The companies, HasOffers and Kontagent, violated their agreements with Facebook, including holding onto data longer than their contracts allowed and failing to require their advertisers -- app developers -- to notify users of data collection through updates to their privacy policies. As a result, the partners will no longer be allowed to provide Facebook measurement or onboard new advertisers, according to a person familiar with the situation.
Remaining in the program are approximately 11 mobile marketing partners (MMPs), including Apsalar, Trademob and Localytics (See the full list). These companies support the all-important function of attributing app installs and app-based revenue back to Facebook ads.
The issues came up in a routine privacy audit of the MMPs, conducted by an outside auditor contracted by Facebook. The auditor conducted an on-site review of each Facebook MMP to make sure they were honoring its contracts.
“After working with a third-party auditor to review the practices of all our mobile measurement partners, we discovered that some weren’t adhering to the terms they agreed to," Facebook said in a statement. "As a result, we've removed a couple of our partners from the program. We take our contracts seriously, and will continue to act swiftly anytime we find out they are being violated."
The dismissal of HasOffers and Kontagent is an indicator of how seriously Facebook is treating its mobile advertising channel. In Q4 its mobile ad revenue surpassed desktop for the first time, reaching $1.2 billion globally. Additionally Facebook has launched a new test of a mobile ad network, working with a small set of app developers to extend the reach of ad buys leveraging its audience data.
The data collected and retained by Facebook's MMPs includes downstream conversions, lifetime value and ad ROI, all pegged to anonymous user IDs. One possible concern from Facebook's point of view is that anonymous user data gathered from Facebook campaigns could be cross-referenced with a device identifier such as Apple's Identifier For Advertising (IDFA) to create a side data business. The data retention limits are intended in part to mitigate that risk.

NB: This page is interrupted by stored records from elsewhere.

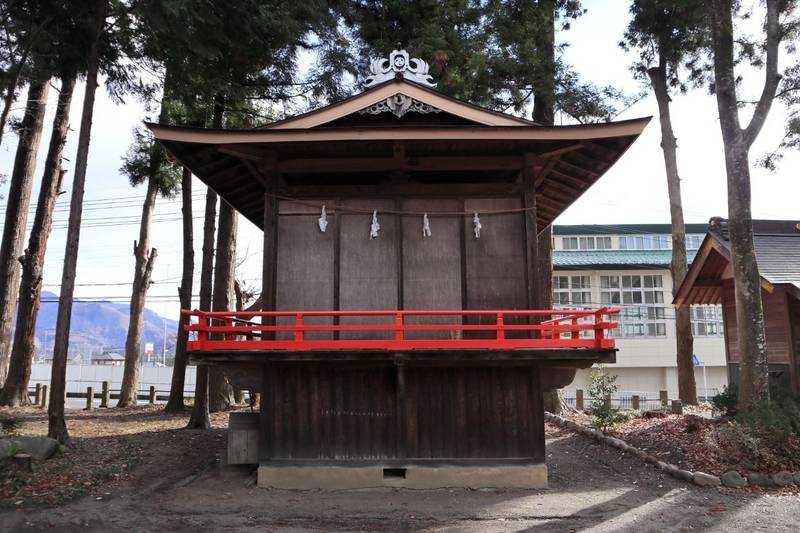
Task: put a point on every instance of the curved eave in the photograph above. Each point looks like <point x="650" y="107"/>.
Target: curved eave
<point x="565" y="160"/>
<point x="455" y="133"/>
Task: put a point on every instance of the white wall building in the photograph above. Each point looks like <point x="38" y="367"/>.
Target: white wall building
<point x="627" y="266"/>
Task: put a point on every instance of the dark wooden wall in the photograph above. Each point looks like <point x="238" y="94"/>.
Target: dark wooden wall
<point x="344" y="269"/>
<point x="340" y="413"/>
<point x="776" y="324"/>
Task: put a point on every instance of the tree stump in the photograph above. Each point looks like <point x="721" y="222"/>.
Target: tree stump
<point x="23" y="461"/>
<point x="106" y="397"/>
<point x="89" y="398"/>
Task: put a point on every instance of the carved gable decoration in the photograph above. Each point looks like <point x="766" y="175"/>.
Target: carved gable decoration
<point x="399" y="104"/>
<point x="412" y="69"/>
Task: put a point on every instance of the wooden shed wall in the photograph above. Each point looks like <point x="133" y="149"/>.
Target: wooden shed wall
<point x="344" y="269"/>
<point x="776" y="317"/>
<point x="340" y="413"/>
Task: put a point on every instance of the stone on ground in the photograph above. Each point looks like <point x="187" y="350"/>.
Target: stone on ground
<point x="782" y="478"/>
<point x="705" y="480"/>
<point x="761" y="480"/>
<point x="732" y="478"/>
<point x="40" y="448"/>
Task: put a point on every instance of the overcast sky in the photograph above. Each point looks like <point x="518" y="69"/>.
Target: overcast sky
<point x="633" y="191"/>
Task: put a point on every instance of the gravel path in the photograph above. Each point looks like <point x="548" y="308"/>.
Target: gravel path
<point x="592" y="488"/>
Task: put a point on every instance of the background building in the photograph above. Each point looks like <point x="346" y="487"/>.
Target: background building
<point x="628" y="266"/>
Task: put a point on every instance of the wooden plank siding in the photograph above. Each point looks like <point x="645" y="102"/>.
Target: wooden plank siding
<point x="776" y="324"/>
<point x="341" y="413"/>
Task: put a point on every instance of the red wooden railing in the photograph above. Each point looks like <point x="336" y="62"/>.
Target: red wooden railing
<point x="239" y="330"/>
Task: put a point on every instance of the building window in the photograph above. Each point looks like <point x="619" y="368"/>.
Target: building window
<point x="603" y="243"/>
<point x="693" y="241"/>
<point x="645" y="242"/>
<point x="706" y="320"/>
<point x="571" y="291"/>
<point x="586" y="243"/>
<point x="569" y="243"/>
<point x="641" y="298"/>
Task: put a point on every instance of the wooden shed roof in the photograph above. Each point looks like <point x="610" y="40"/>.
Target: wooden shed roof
<point x="777" y="246"/>
<point x="343" y="146"/>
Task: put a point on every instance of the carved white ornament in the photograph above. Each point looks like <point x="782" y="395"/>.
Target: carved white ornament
<point x="399" y="104"/>
<point x="375" y="227"/>
<point x="413" y="69"/>
<point x="323" y="220"/>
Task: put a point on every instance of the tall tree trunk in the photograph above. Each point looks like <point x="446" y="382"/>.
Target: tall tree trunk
<point x="15" y="391"/>
<point x="199" y="418"/>
<point x="544" y="108"/>
<point x="175" y="401"/>
<point x="57" y="427"/>
<point x="684" y="342"/>
<point x="220" y="392"/>
<point x="145" y="260"/>
<point x="19" y="199"/>
<point x="753" y="383"/>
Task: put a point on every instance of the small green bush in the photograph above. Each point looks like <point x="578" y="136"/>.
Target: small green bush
<point x="724" y="403"/>
<point x="601" y="387"/>
<point x="9" y="424"/>
<point x="774" y="415"/>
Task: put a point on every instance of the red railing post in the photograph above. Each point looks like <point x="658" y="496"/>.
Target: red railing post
<point x="298" y="328"/>
<point x="599" y="334"/>
<point x="399" y="327"/>
<point x="501" y="330"/>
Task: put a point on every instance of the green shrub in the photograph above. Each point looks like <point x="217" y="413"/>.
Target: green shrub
<point x="9" y="424"/>
<point x="724" y="403"/>
<point x="774" y="415"/>
<point x="601" y="387"/>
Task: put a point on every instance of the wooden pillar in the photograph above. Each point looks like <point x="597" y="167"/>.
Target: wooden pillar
<point x="89" y="398"/>
<point x="106" y="397"/>
<point x="531" y="236"/>
<point x="400" y="406"/>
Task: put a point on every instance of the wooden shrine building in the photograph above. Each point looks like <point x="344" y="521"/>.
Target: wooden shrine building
<point x="710" y="281"/>
<point x="402" y="339"/>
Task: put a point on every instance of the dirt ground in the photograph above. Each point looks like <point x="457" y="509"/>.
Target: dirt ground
<point x="176" y="483"/>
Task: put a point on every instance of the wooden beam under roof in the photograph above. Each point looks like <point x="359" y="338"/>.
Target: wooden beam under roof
<point x="382" y="164"/>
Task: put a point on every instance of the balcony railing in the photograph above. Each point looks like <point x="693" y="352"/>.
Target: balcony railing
<point x="400" y="330"/>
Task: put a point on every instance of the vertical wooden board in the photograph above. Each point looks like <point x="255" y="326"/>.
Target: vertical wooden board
<point x="537" y="414"/>
<point x="432" y="265"/>
<point x="368" y="278"/>
<point x="495" y="263"/>
<point x="305" y="269"/>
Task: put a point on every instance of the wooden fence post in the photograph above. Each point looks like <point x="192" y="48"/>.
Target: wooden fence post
<point x="89" y="398"/>
<point x="106" y="397"/>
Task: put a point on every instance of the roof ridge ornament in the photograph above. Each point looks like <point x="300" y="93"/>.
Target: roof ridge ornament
<point x="413" y="69"/>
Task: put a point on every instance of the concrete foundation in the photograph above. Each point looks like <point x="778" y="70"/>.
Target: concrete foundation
<point x="413" y="477"/>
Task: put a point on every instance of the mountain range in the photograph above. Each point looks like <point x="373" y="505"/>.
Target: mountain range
<point x="101" y="326"/>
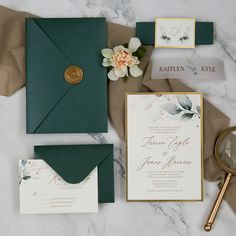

Probably the larger motive is to show the world -- regulators, advertisers, and partners -- that Facebook has meticulous privacy controls in place and will be constantly monitoring for violations and take actions when it finds them.
To that end, it's worth noting no data leaks or privacy breaches were discovered by Facebook or its auditor.
Neither HasOffers nor Kontagent were available to comment.
The story previously stated incorrectly that MMPs can track impressions.